A swelling fan base has decided, not much. A crop of new field guides, mounting attendance at dragonfly festivals and the spread of online dragonfly photos and other information all point one way: “People are fascinated with finding dragonflies and damselflies [their biological cousins]," says David True, refuge ranger at Aransas National Wildlife Refuge in Texas. “It is a growing thing.”
Bruce Lund, with the Friends of the Desert National Wildlife Refuge Complex in Nevada, agrees. He credits rising interest, in part, to two popular new field guides by zoologist Dennis Paulson and new state guides that help dragonfly enthusiasts identify their finds. Then there are the viewer-friendly habits of the insects themselves.

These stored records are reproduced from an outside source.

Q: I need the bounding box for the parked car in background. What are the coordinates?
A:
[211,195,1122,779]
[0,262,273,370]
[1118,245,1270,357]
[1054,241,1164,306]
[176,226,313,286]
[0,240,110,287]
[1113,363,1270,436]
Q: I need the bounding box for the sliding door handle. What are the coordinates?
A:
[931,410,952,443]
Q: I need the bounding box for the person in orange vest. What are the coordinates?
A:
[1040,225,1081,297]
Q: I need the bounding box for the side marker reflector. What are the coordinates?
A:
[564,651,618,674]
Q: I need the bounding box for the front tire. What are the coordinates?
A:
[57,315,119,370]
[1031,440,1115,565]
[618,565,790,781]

“People are attracted to these insects because they are big (compared to other insects), colorful, and active in daytime,” says Lund, who leads periodic refuge dragonfly tours. “They perch for long periods and keep returning to the same perches,” making them easier to photograph than butterflies, which stop less often and less predictably. Adults and children also like dragonflies’ fanciful names: Vivid Dancer, Sparkling Jewelwing, Furtive Forktail, Stygian Shadowdragon, Harlequin Darner, Dragonhunter, Ebony Boghaunter are some of those highlighted on a fact sheet at the Aransas refuge.

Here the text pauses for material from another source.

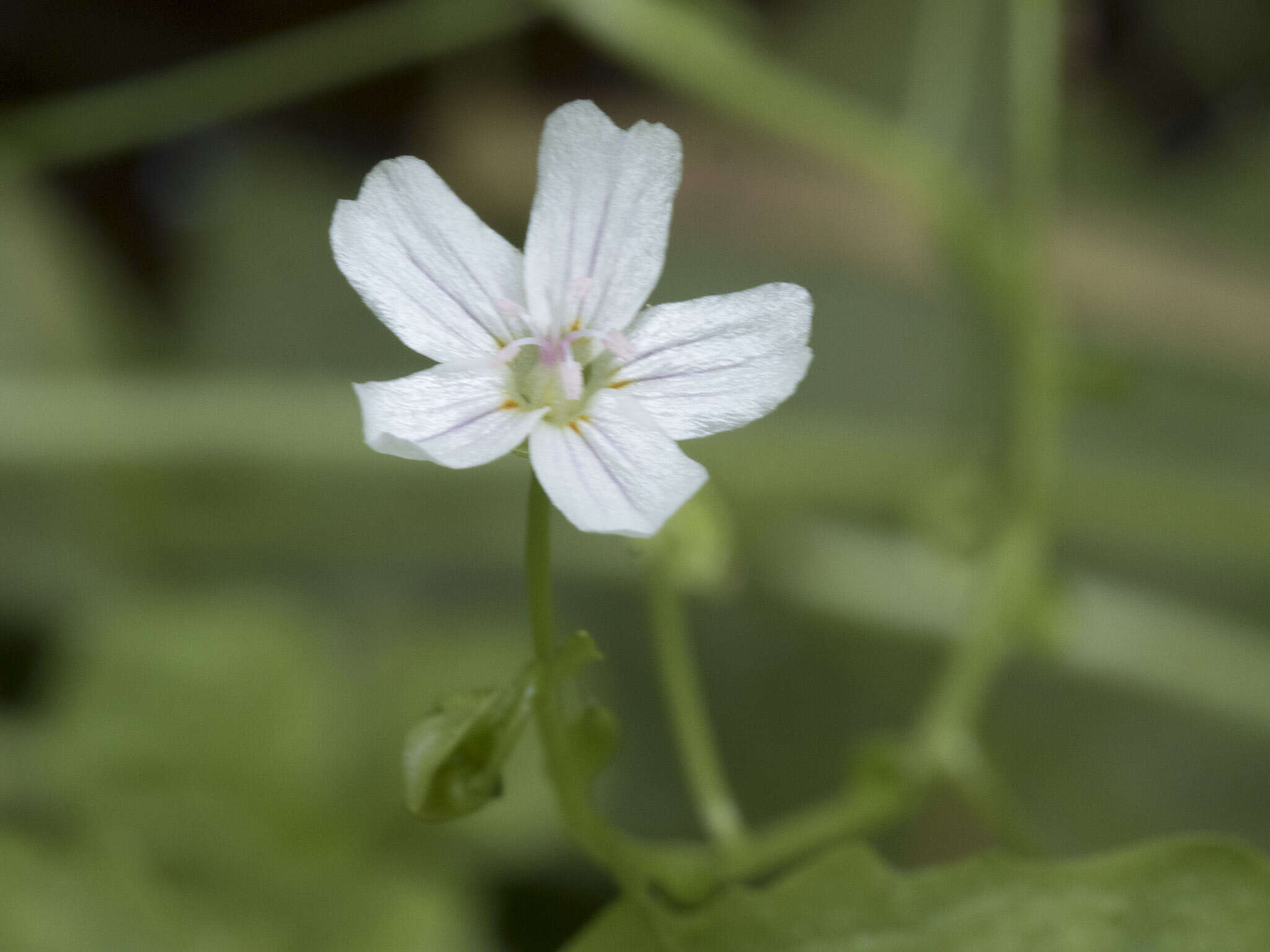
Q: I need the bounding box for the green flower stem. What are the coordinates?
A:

National wildlife refuges are happy to host dragonflies not just because they’re native wildlife but because they provide natural mosquito control and are indicators of clean water. Dragonflies are generally most abundant in mid to late summer. Dragonflies and damselflies are members of the biological order odonata, meaning “toothed ones.” (“They don’t have teeth; don’t ask me why they’re called that,” says True.)
Some refuges known for their dragonflies include:
Bitter Lake National Wildlife Refuge in New Mexico: The refuge plans to host its 12th annual dragonfly festival on Sept. 7 and 8. Last year’s festival, which also celebrated the refuge’s 75th birthday, drew more than 2,000 people, up from the usual 1,000 to 1,200. More than 60 dragonfly species have been spotted on the refuge, including the rare bleached skimmer. Stop by the visitor center to see the collection of dragonflies there. Peak dragonfly viewing is in July and August.

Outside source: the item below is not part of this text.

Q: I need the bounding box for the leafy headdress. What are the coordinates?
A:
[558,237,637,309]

Patoka River National Wildlife Refuge in Indiana. Refuge wetlands host 30 species of dragonflies and 13 species of damselflies, including some rare kinds, found a 2009 survey. Pick up “Dragonflies and Damselflies of the Patoka River Refuge” at the refuge office; the printout lists species, flight seasons and likelihood of sightings. While you’re there, see the dragonfly life cycle poster on display. Three miles of refuge trails lead visitors through habitats where dragonflies can be seen. The Halloween pennant dragonfly, named for its orange and black wings, can be found at almost any refuge oxbow or wetland from mid-June through early October.
In southern Nevada, the Desert National Wildlife Refuge Complex (including Ash Meadows Refuge, Desert Refuge, Moapa Valley Refuge and Pahranagat Refuge) recently completed surveys of its dragonflies and damselflies. Biologists and volunteers documented 35 dragonfly species, including two found in the state for the first time. Ask for a checklist of species when you visit.
- Dragonflies boast two sets of wings, which they flap at about 30 beats per second.
- Dragonflies have huge compound eyes, which give them almost 360-degree vision.
- Dragonflies develop a taste for meat early. As nymphs, they snack on water insects, worms, mosquito larvae and small fish.
- When at rest, a dragonfly holds its wings open, either at right angles to its body or downward. A damselfly closes its wings, usually over its abdomen.
- Dragonflies don’t have stingers and can’t harm you.